Ele recua do horror no pomar, com o cérebro girando de tanta raiva.
O terreno da casa — que agora reluz na simpática manhã de outono — tem a forma de uma
meia-lua, com a casa grande ao centro. Vários anexos se erguem ao longo da curva suave atrás da
casa: a cocheira, o pequeno galpão para o trator e a ceifadeira, um segundo galpão para as
ferramentas, uma casa de hóspedes sobre pilares mais elevados, um grande celeiro de madeira com
um imenso cata-vento e uma abóbada em cima.
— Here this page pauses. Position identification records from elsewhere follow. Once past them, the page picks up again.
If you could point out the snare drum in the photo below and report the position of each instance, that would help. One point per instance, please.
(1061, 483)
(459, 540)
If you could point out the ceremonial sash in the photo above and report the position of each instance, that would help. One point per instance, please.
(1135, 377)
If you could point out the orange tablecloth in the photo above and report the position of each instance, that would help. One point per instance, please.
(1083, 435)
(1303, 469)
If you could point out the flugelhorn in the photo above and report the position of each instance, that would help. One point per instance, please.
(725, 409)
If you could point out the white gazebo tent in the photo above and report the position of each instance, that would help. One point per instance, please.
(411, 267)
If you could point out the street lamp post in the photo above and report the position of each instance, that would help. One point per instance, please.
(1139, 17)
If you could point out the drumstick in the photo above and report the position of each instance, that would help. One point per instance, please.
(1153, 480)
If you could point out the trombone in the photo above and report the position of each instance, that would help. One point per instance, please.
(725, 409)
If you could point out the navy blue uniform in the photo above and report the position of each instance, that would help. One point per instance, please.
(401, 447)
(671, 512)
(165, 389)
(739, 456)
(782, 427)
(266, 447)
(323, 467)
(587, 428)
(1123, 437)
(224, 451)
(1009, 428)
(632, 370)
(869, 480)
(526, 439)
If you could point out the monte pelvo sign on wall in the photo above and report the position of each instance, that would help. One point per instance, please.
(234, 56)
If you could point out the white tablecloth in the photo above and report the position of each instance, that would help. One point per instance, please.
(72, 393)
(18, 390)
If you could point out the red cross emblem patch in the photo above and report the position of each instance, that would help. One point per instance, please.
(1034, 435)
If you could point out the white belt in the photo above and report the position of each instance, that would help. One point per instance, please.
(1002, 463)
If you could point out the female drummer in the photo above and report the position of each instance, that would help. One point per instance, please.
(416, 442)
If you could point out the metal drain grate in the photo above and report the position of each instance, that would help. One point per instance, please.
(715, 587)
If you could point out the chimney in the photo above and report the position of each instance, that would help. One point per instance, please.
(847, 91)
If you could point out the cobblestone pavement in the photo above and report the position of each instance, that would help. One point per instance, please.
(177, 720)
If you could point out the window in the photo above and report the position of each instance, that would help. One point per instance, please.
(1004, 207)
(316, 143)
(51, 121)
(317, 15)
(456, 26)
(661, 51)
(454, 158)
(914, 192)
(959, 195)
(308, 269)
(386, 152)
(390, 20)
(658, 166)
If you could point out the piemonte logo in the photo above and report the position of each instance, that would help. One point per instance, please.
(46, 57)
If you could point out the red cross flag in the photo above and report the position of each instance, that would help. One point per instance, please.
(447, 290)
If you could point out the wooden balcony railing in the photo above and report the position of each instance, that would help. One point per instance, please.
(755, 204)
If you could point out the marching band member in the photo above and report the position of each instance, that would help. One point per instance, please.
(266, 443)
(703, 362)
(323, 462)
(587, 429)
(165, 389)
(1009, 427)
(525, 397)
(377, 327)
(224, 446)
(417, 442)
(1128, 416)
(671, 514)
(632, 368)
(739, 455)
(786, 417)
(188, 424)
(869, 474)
É para essa última construção, com a madeira
carcomida e a pintura manchada de rosa pelo sol, que Philip se dirige.
Ele tem que dar vazão à corrente de veneno que corre pelo corpo. Precisa descarregar.
A entrada principal do celeiro é uma porta dupla, trancada com uma imensa tábua de
madeira no meio. Philip vai até lá, solta a tábua, e as portas logo se abrem com um rangido,
mostrando a poeira que flutua nas sombras de dentro. Philip entra e fecha a porta atrás de si. O ar
tem cheiro de cocô de cavalo e feno mofado.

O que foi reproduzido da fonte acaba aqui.